President Trump told a Fox News reporter he would consider pardoning his former campaign chairman Paul Manafort, who was convicted on Tuesday of bank and tax fraud, Reuters reports.
“Fox News has been airing excerpts of the interview with Trump, which is scheduled to be shown in its entirety on Thursday morning. The excerpts have not included a clip of Trump saying he would consider pardoning Manafort.”
House Democrats just previewed how they’d investigate Cohen’s allegations if they win https://t.co/K3l9jWfyfx
— Vox (@voxdotcom) August 22, 2018
Ben Bauer: “How the case develops from here is not possible to judge at this time, but the Cohen campaign finance plea resonates unmistakably with the special counsel investigation, which also concerns what a candidate is prepared to do to win an election and then cover his tracks. The criminal information cites the involvement of unnamed members of the Trump campaign; the campaign, like the candidate, is now clearly in separate legal jeopardy.”
”The similarities between Trump’s problems and those of Richard Nixon continue to grow. In the short term, should there be any doubt about Trump’s unwillingness to sit for an interview with prosecutors, this seems yet another reason why he had no intention to do so.
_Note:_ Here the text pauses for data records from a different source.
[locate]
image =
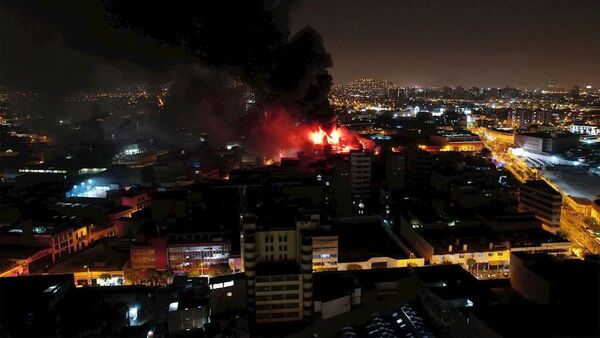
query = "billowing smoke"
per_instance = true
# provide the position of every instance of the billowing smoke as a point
(201, 47)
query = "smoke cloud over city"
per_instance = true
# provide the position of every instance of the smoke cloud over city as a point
(67, 48)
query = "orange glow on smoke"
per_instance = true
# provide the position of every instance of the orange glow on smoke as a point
(341, 140)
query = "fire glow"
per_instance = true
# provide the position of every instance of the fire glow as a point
(288, 136)
(341, 140)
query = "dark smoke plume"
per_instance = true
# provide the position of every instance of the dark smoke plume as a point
(249, 40)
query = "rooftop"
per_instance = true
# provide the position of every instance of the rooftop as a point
(364, 240)
(278, 269)
(101, 257)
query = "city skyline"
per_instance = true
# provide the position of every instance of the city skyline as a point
(459, 43)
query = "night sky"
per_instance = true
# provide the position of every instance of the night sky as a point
(469, 43)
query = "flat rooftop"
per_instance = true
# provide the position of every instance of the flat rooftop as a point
(477, 239)
(541, 185)
(101, 257)
(575, 184)
(362, 241)
(450, 282)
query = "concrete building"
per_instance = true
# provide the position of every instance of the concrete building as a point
(418, 168)
(542, 200)
(542, 142)
(180, 255)
(395, 170)
(100, 265)
(457, 141)
(522, 119)
(325, 252)
(277, 251)
(584, 129)
(360, 174)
His lawyers will now busily attack Cohen, as they have already begun to do, but they don’t know what he’s told prosecutors or what evidence he has supplied to back up his claims. Any interview with the president would touch on these issues, among others—and the president whose lawyer has proclaimed that ‘truth is not truth’ and who repeatedly rails about ‘perjury traps’ is surely not able to take his chances with his own version of the Daniels and McDougal tales.”
“This is another possibility raised by the Cohen plea. It may not matter whether the president agrees to testify. Others seem prepared to bear that burden. As Nixon found when one of his lawyers also became a witness for the government, this can be the beginning of very hard times.”